Comments Preliminary Draft "A Framework for Science Education.

Thursday, April 27, 2017

National Research Council

RE: Preliminary Public Draft on “A Framework for Science Education”
 Committee on Conceptual Framework for New Science Education Standards

by Bernadette Monahan, MA Ed
Co-director of the STEM Education Center

July 30, 2010

Dear Committee Members,

I would like to begin by applauding you on your excellent effort to create a more unified framework for science education.  As a member of the education community, I am very aware of the need to create classrooms in which young people can better understand their world around them and contribute to creating a better place for all people.  With that said, I would like to comment on your framework.

The document does an excellent job of explaining the science behind science and engineering education.  There is a need for fewer, higher, and clearer standards as well as national conceptual framework for science education. There is a need for better understanding of the history, practices, and creativity in the fields of science and engineering.  The document is well researched and has presented a good understanding of how children learn by scaffolding, or spiraling their learning.  A deep understanding of any subject “occurs over a period of years rather than weeks or months.”
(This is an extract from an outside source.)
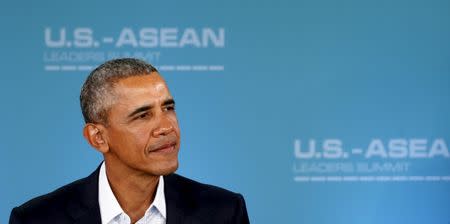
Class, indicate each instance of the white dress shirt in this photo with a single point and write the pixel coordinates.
(112, 213)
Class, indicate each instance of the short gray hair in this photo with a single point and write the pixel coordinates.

As an educator in the classroom and an education researcher, there are several concerns, which the Committee should consider.   In Dimension 1, you state that you have identified fewer Core Ideas or concepts than those already present in today’s standards.  However, this is not true.  You do not identify which Core Ideas of science that are left out, but instead you have condensed them into three categories in which all of your science Core Ideas are presented and even added a fourth category for engineering and technology.

Every grade band contains each of the four Core Ideas, life science, Earth and space, physical sciences, and engineering and technology.  Each Core Idea contains at the minimum of 12 major science concepts along with at least three to seven key questions, in which more core ideas are covered. The content is enormous and there seems to be no reduction of information.   It appears that the framework still covers as much if not more material than what is currently defined in many of the state standards today.  In fact, the hundreds of K-12 science concepts found in the current science standards fall into families of concepts that are specifically identified in most standards.  The addition of the fourth category of engineering creates even more concepts to be mastered.
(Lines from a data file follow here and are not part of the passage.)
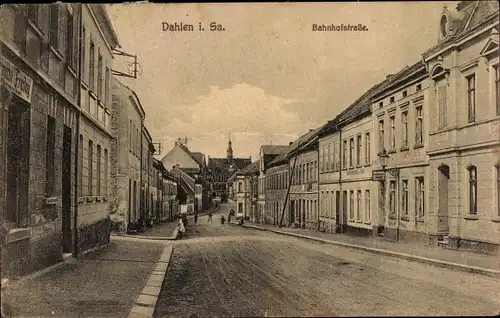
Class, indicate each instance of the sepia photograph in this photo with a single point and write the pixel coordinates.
(267, 159)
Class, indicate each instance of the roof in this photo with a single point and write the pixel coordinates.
(251, 169)
(272, 149)
(222, 163)
(469, 15)
(295, 146)
(199, 158)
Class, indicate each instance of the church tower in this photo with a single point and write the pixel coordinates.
(229, 149)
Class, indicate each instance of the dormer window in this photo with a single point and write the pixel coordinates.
(444, 26)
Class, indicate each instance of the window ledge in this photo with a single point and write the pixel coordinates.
(17, 234)
(471, 217)
(56, 53)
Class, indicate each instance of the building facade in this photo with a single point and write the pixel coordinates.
(127, 119)
(464, 127)
(55, 150)
(400, 124)
(304, 187)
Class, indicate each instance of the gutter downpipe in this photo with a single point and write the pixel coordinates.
(77, 144)
(341, 160)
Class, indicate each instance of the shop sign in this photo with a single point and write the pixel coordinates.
(378, 175)
(16, 80)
In Dimension 2 the Cross-Cutting Ideas of science, math, technology, and engineering are abstract concepts which in themselves add an enormous amount of information that must be woven into the additional curriculum.  These ideas are important to STEM education and do need to be addressed.  However, it states that these cannot and should not be taught as separate standards, or as separate units in a curriculum.  Are these then to be included in to the time frame of the Core Ideas? 

A possible solution would be to integrate instruction within several core subjects.  Time is a precious commodity in the today’s standard driven classroom.  We can no loner teach each subject; math, reading, history, and science as a separate entity.  There needs to be a marriage between all subjects given the small amount of time in which to teach everything.

In Dimension 3, the science and engineering practices, there is no doubt that these two disciplines are essential to preparing students for a deeper understanding of their “natural world” and their “designed world.” However, the time crunch is on in today’s classroom.   The idea that science and engineering practices, models, and theories can be covered in one hour sessions, along with the core ideas and cross-cutting elements is somewhat overly optimistic, to say the least.  As a classroom teacher, I understand first hand what the reality of teaching involves. The committee needs to take into consideration the actual classroom time that is needed to accomplish these goals as well as all other subjects.  Part of our research at the STEM Education Center has been to determine how much time is available for each “core idea” in science. Time is the key commodity in today’s classroom.

Next, the Learning Progression bands allow for no spiraling or revisiting of core ideas.   The framework states it is based on the interests and life experiences of the students.  However, many students come to school with very little understanding of the “natural world” and plenty of misconceptions.  Not all students receive a consistent and equitable education in science.  The Learning Progressions are based on the intuitive ideas children bring to school and as they “master” the core ideas, they move on.  What about the child who has not mastered these concepts or the student with a teacher who is inadequate or ill equipped in teaching the core ideas? The Learning Progressions provides no spiraling of ideas between the bands and handcuffs the states and teachers.  Stated within the document is “research indicates that one of the best ways for students to learn the core ideas of science is to learn successively more sophisticated ways of thinking about them over multiple years.”  Therefore, revisiting, spiraling the content provides numerous opportunities for students to “master “the content in a natural progression.

Time.  The commodity that defines instruction in today’s classroom.  We have a tug of war for time and instruction, which must be addressed by this committee and all others who are carving out a piece of the classroom day.  Math, reading, history, language arts, science, technology, art, PE, music, and even recess are all competing for that commodity.